Ti è crollato il mondo addosso (nel vero senso della parola)? Secondo Della Valle la risposta è un insediamento industriale!
Una
carenza nell’intervento da parte del governo traspare anche dalla
miriade di crowdfunding comparsi per necessità nel giro di poche
settimane, per acquistare articoli per la scuola o altro. Ma se può
essere comprensibile quando a farlo sono piccole associazioni o la
raccolta è per necessità immediate e mirate, la cosa lascia piuttosto
perplessi quando la raccolta fondi nasce dai Comuni o addirittura dal
Parco Nazionale dei Monti Sibillini. Qui non si critica naturalmente chi
lancia la campagna, piuttosto si vuole sottolineare l’assurdità del
fatto che un Comune o un Parco Nazionale siano costretti a chiedere
fondi a semplici cittadini per affrontare spese e necessità di cui
dovrebbe farsi carico lo Stato. Ma come, non va tutto bene? Il governo
non ha varato un decreto che fornirà a tutti…? No.
Infatti
se c’è al momento una cosa che sta funzionando è proprio l’autogestione
dell’emergenza: non c’è paese o frazione dove la cittadinanza non si
sia adoperata per raccogliere fondi, costituire associazioni,
organizzare attività per i più piccoli o per gli anziani, aiutare le
piccole imprese in difficoltà. Da questo punto di vista la scommessa che
il territorio si troverà davanti nell’immediato è quella relativa alla
creazione di una rete, una comunità che travalichi i singoli confini
comunali. In un’area che per secoli si è affidata alle comunanze agrarie
occorre tornare a fare del territorio bene comune, gli elementi per
farlo ci sono. In questo senso sarà basilare il supporto dal basso dal
resto del paese.
Una
domanda che rimbalza sul web, e fortunatamente non solo, a partire dal
24 agosto è: cosa può fare chi si trova lontano dai luoghi del sisma? La
solidarietà dal resto d’Italia sia sta concentrando al momento
principalmente sulla raccolta di materiale e sull’acquisto di prodotti
enogastronomici delle aziende in difficoltà, è sicuramente un segnale
importante ma nel lungo periodo non sarà (solo) questo l’aspetto
centrale. Mantenere l’attenzione alta e continuare a parlare di quanto
sta accadendo facendo circolare informazioni “di prima mano”. Questa
sarà la base per la costruzione di qualcosa di importante.
Nel
corso della recente Leopolda renziana a Firenze, attivisti e semplici
cittadini sono arrivati dalle Marche dietro allo striscione «Terre in
moto» per chiedere uno stop immediato alle grandi opere, la messa in
sicurezza del territorio e la ricostruzione rapida e immediata delle
zone devastate dal sisma. Anche in questo caso la risposta è stata
all’insegna di cariche e manganelli, prova evidente del fatto che non
puoi permetterti di dire che le cose non vanno. Neanche se sei un
terremotato.
Questo
è un altro aspetto fondamentale: passato lo spaesamento e la paura
iniziale occorre che la popolazione locale sia pronta a fronteggiare le
scelte calate dall’alto, se scellerate o contro il territorio. E vista
l’impostazione iniziale è molto probabile che ce ne sarà bisogno.

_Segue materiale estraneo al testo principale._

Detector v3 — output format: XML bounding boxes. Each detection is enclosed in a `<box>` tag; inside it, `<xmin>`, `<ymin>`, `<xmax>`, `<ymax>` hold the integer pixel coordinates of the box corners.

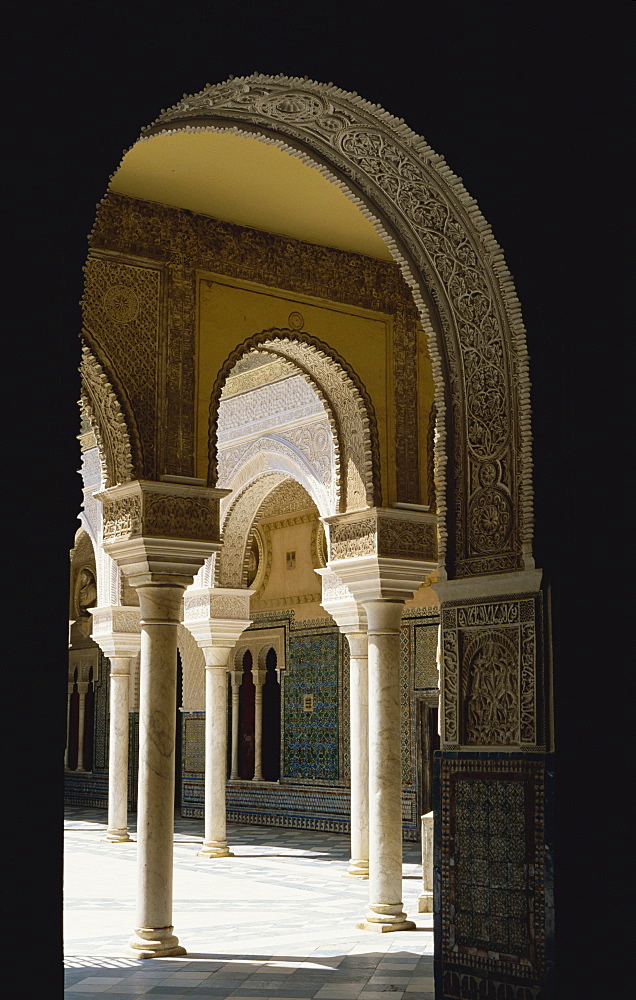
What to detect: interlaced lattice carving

Perché, al di la degli spot televisivi che vengono mandati in onda nei
tg con inaugurazioni e strette di mano, il quadro si tinge sempre di più
di tinte fosche. Basta allargare appena lo sguardo per capire che tipo
di gestione del territorio ha in mente il Capitale. Quando viene chiesto
di abbandonare le grandi opere per
dedicare risorse alla ricostruzione rapida e degna dei territori lo si
fa sulla base di dati reali e per evitare pericoli incombenti. Tra
Castelraimondo e Selvalagli (in provincia di Macerata, aree colpite
dall’ultimo sisma, a pochi chilometri dai Sibillini) c’è il serio
rischio che venga costruito un megainceneritore con tanto di camino alto
70 metri nell’area dove sorgeva un cementificio, progetto folle a
prescindere, ma che diventa grottesco vista la situazione attuale. E come non pensare al gasdotto Snam di 687 km che dovrebbe attraversare l’Appennino scorrendo sotto – attenzione attenzione – L’Aquila, Norcia, Visso?
È questo
quello che si vuole «donare» alle terre già stravolte dal sisma? La
strategia sarà quella classica del voler portare lavoro cercando di
speculare sull’insicurezza e la paura di chi ha già perso tutto? Al
momento – parafrasando 54 – «non c’è nessun post terremoto».